Lindsey has worked in bar service for more than fifteen years, learning about beer flavors and getting to know the people in the industry. She and her husband are good friends with Dave out at Wabash Brewing, and this has helped her gain an appreciation for what it takes to make good craft beer. Lindsey’s got a plan for The Tavern’s craft beer list. She is looking to have a well-rounded selection, with things for the aficionado as well as offerings for people who are new to craft beer. She sees her role as an educator as well as a provider, giving descriptions of the beer terms that so many of us use everyday and translating them into laymen’s terms for their less experienced patrons. It helps that Megan loves to offer tastes of anything they have on the list, they intend to be a resource to the customers in their beer evolution.

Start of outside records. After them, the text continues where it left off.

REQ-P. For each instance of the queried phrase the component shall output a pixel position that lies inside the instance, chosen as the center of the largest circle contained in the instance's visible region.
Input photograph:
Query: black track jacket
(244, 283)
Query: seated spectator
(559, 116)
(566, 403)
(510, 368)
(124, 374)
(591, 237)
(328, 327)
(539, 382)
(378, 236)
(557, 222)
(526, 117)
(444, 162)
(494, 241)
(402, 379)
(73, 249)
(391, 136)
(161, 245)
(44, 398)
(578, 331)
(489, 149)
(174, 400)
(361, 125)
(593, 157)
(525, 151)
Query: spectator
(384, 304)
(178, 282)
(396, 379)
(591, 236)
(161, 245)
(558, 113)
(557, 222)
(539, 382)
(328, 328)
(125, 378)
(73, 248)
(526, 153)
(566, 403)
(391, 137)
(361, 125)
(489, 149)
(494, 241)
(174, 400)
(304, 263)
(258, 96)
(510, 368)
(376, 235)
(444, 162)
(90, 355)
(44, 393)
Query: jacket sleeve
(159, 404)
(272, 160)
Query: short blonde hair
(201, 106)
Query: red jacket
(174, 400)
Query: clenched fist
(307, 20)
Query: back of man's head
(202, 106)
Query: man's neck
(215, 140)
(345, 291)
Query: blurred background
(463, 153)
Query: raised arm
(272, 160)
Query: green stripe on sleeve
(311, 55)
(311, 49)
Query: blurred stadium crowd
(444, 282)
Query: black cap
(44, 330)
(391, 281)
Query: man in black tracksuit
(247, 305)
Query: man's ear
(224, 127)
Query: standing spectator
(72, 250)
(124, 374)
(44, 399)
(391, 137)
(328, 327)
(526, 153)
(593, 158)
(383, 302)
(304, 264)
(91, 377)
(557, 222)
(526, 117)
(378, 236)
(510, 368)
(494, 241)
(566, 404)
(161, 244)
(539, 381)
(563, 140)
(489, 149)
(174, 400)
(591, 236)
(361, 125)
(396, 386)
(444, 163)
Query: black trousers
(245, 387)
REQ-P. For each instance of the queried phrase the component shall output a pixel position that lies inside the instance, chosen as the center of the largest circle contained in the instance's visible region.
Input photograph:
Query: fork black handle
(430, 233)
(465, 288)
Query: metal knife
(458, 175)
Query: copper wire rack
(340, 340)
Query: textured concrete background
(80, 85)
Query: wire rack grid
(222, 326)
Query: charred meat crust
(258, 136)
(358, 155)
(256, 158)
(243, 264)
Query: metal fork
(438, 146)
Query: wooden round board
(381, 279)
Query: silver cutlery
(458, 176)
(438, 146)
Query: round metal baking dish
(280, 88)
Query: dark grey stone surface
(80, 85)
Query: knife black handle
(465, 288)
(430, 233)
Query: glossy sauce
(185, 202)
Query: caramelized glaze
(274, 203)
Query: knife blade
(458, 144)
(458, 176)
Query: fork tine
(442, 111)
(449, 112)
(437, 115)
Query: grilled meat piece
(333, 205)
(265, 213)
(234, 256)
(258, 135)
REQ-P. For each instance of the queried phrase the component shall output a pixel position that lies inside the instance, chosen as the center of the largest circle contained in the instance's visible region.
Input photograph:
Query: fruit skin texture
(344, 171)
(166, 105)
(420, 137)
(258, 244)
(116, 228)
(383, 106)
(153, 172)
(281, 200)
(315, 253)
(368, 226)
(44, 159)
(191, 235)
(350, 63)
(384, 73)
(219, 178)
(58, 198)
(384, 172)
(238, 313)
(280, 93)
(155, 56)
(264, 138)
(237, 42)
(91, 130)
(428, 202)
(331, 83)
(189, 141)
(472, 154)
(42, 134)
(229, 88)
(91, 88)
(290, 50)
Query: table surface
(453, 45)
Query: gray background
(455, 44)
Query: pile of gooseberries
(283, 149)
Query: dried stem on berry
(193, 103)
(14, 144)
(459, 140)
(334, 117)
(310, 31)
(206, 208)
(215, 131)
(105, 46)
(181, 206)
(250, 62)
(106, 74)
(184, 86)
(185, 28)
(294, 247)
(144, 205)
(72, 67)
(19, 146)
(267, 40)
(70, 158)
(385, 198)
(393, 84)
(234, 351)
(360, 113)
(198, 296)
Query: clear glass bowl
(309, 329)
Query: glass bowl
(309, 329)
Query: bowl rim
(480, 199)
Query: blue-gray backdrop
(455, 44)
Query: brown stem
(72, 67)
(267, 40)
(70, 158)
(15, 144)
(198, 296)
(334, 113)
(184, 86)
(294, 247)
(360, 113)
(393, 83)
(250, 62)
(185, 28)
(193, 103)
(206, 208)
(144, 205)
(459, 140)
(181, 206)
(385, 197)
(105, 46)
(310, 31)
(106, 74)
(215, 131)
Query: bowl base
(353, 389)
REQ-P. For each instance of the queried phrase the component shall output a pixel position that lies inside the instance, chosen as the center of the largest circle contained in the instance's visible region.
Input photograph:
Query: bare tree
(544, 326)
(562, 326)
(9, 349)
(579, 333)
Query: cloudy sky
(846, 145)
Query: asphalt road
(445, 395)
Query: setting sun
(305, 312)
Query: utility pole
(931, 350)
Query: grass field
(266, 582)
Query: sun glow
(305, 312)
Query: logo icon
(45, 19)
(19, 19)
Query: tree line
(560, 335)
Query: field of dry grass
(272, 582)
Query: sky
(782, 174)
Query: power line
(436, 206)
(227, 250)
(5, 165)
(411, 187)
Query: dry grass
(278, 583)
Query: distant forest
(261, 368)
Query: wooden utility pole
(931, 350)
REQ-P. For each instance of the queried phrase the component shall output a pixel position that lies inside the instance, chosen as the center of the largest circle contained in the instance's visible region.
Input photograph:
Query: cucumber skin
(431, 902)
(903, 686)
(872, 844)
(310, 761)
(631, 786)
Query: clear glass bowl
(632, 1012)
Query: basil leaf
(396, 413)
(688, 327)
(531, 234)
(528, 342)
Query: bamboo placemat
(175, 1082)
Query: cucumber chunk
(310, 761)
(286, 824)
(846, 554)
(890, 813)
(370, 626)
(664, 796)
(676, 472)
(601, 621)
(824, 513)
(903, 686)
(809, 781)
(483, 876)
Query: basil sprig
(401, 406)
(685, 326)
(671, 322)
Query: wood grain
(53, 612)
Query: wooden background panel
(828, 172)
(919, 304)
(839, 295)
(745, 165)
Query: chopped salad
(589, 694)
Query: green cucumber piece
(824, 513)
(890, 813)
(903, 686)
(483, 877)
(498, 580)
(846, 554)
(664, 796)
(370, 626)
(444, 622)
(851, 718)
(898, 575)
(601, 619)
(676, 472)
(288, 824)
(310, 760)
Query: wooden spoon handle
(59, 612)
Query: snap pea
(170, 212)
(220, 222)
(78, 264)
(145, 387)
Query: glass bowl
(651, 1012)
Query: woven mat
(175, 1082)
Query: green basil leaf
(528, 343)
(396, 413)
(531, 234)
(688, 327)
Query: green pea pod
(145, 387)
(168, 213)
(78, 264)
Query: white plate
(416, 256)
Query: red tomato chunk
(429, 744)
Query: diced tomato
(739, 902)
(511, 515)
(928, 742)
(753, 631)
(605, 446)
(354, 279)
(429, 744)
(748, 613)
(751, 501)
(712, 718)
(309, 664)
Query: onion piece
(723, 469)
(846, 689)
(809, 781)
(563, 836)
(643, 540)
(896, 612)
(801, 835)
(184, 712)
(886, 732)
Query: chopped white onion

Part of this education process is helping near south siders to discover many of the smaller breweries in the city, especially the downtown. This is why breweries from the area that might not push as much beer out the door, like Wabash, Metazoa, St. Joseph’s, Tow Yard, and Round Town, can be found on tap at The Tavern. Recently they had the Vanilla Chocolate Baconface from Wabash on tap – if you haven’t had it, find it. These are breweries that also share Megan’s love of Indianapolis and small business, so it is a natural fit that they should promote one another. (Note: as of 3/7/17, The Tavern has St. Joseph’s Confessional IPA and Indiana City’s Red Ale on tap for the St. Paddy’s Day season.)

In the future these partnerships might go further, with collaboration beers with small local breweries. But for now, suffice it to say that just south of the mile square is a good, clean dive that can satisfy your penchant for very local, very small batch craft beer. The building reeks of Indianapolis history, the location is just outside the hubbub of downtown, the food is excellent, and you get to support local craft beer that you won’t see many other places. And you might run across a ghost – in how many bars might that happen?